Pop culture obsessives writing for the pop culture obsessed.
Pop culture obsessives writing for the pop culture obsessed.

Dear Mister Essay Writer Guy takes questions from writers to instruct and amuse

Illustration for article titled Dear Mister Essay Writer Guy takes questions from writers to instruct and amuse

The very first page of Dear Mister Essay Writer Guy acknowledges a reader’s potential uncertainty and sets the tone for the book:

Perhaps you are standing in the bookstore, scanning this introductory chapter, wondering just what sort of book you have in hand. You are a good-looking person whose minor flaws seem to only accentuate your considerable charm. You are intelligent. And immune to flattery.


How comforting to know my vanity is in fact charming! But lest you get swept too far away by the charisma of the writer, Dinty W. Moore gets to the point of his book quickly (while still maintaining his humorous appeal): “The book you are holding here tackles more urgent questions, questions more relevant to the modern reader: ‘What is the essay? And why?

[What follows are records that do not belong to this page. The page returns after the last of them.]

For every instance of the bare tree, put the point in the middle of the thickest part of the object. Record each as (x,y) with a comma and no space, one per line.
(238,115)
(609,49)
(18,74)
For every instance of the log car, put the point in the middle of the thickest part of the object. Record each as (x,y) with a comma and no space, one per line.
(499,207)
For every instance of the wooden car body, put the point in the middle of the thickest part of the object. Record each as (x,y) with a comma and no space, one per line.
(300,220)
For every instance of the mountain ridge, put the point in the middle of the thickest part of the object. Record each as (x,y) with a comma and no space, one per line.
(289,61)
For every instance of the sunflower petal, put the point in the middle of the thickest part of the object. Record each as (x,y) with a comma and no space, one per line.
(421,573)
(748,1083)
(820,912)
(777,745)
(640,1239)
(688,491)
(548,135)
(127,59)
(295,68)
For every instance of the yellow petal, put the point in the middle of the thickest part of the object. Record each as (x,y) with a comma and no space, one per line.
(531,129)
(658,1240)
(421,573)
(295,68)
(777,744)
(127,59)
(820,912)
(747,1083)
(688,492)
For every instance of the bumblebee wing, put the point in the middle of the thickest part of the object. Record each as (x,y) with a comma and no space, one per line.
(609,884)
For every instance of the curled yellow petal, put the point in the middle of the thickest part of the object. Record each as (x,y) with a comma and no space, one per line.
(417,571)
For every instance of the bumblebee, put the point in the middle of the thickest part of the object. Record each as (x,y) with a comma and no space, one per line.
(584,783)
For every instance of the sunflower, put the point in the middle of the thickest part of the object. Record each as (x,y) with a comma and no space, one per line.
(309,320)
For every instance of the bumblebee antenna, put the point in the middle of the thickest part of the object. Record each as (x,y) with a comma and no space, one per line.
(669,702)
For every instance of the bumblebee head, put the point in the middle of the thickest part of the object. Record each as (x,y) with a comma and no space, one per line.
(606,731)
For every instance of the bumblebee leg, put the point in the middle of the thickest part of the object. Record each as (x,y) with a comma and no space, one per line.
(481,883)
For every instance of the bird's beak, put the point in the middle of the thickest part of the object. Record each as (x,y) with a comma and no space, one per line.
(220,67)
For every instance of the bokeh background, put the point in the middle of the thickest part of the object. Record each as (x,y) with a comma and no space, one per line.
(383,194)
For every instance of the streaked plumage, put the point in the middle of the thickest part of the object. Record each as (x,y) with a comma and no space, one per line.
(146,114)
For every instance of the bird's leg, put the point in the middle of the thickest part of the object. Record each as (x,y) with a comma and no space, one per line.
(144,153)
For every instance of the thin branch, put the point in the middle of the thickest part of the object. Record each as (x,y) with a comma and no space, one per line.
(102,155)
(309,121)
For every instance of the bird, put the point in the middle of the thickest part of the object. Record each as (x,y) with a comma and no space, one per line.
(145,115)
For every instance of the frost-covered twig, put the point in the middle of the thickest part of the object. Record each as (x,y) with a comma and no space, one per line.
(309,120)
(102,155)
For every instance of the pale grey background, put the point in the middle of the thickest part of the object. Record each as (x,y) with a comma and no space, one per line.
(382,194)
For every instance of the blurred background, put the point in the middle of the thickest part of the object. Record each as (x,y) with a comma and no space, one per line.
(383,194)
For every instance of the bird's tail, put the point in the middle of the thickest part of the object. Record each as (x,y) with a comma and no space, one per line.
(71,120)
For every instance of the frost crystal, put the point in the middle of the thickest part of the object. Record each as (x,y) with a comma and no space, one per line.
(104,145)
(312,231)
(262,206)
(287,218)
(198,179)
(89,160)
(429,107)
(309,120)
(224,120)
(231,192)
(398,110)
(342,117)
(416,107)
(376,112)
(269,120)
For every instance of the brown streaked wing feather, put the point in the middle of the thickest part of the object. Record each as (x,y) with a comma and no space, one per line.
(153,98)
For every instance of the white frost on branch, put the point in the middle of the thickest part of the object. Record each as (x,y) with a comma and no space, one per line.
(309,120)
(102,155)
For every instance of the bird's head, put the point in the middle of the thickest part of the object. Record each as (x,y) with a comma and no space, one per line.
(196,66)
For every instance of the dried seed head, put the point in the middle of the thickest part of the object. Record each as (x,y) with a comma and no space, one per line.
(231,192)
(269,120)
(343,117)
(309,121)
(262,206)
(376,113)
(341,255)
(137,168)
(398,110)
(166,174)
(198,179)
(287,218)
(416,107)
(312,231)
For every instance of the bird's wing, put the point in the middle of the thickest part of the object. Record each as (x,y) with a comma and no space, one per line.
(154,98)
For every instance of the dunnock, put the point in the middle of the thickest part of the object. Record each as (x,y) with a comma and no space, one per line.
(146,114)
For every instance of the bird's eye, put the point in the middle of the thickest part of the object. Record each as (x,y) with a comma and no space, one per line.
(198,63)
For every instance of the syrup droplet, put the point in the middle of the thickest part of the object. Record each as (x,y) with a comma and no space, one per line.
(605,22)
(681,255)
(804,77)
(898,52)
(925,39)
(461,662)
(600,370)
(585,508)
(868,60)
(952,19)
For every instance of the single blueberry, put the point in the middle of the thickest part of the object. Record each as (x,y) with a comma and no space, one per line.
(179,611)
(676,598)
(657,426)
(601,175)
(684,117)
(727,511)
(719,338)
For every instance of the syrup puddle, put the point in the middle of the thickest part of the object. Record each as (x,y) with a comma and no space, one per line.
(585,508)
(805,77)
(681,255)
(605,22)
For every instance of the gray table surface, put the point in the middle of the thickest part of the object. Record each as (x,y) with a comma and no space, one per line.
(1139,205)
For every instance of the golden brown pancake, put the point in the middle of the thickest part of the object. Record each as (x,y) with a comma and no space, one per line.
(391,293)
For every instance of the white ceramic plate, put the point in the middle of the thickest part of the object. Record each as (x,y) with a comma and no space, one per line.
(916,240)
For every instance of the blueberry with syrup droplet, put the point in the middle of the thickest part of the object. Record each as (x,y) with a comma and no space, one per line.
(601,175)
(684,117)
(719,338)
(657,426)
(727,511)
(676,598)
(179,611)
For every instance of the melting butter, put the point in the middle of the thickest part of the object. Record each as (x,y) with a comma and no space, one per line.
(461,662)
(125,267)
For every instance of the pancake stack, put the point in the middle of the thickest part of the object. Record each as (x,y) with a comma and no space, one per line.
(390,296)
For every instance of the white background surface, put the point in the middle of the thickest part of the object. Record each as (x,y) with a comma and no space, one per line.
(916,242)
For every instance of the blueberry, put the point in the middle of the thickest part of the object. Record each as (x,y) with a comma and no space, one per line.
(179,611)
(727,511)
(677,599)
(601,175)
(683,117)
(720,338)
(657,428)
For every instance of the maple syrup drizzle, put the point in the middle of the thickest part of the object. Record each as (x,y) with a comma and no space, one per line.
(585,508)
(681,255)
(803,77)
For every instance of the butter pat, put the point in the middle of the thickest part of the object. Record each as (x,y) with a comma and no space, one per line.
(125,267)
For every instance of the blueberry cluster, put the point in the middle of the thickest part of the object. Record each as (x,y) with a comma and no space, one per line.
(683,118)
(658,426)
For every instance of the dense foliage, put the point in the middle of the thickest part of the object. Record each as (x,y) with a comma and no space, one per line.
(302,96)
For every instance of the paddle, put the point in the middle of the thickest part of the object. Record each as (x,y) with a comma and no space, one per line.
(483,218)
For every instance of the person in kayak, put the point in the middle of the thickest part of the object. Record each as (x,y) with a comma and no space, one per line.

And how ought we to feel about it, given that there is nothing on television this evening?’” To address these questions Moore has asked contemporary essayists such as Cheryl Strayed, Phillip Lopate, David Shields, and Roxane Gay to send in questions about the essay, “in an attempt to once and for all settle the burning question: Who reads this stuff?”

The letters to Mister Essay Writer Guy range from questions about punctuation to issues of ethics, and each is followed by a letter as well as an essay by Moore that addresses the question or issue. So when Strayed writes about her obsession with the em dash and wonders, “What does my need to stuff—while simultaneously fracturing—my sentences—with the meandering, the explanatory, the discursive, the perhaps not-entirely-necessary—say about me?” Moore replies, “You do realize that 99 percent of the civilized world has no idea what an ‘em dash’ is, right? [They] probably think that the ‘em dash’ is a benefit race for those fighting to cure mononucleosis.” But he then includes an essay, “Dash It All,” that explains with both humor and insight what a dash is and how it can be used.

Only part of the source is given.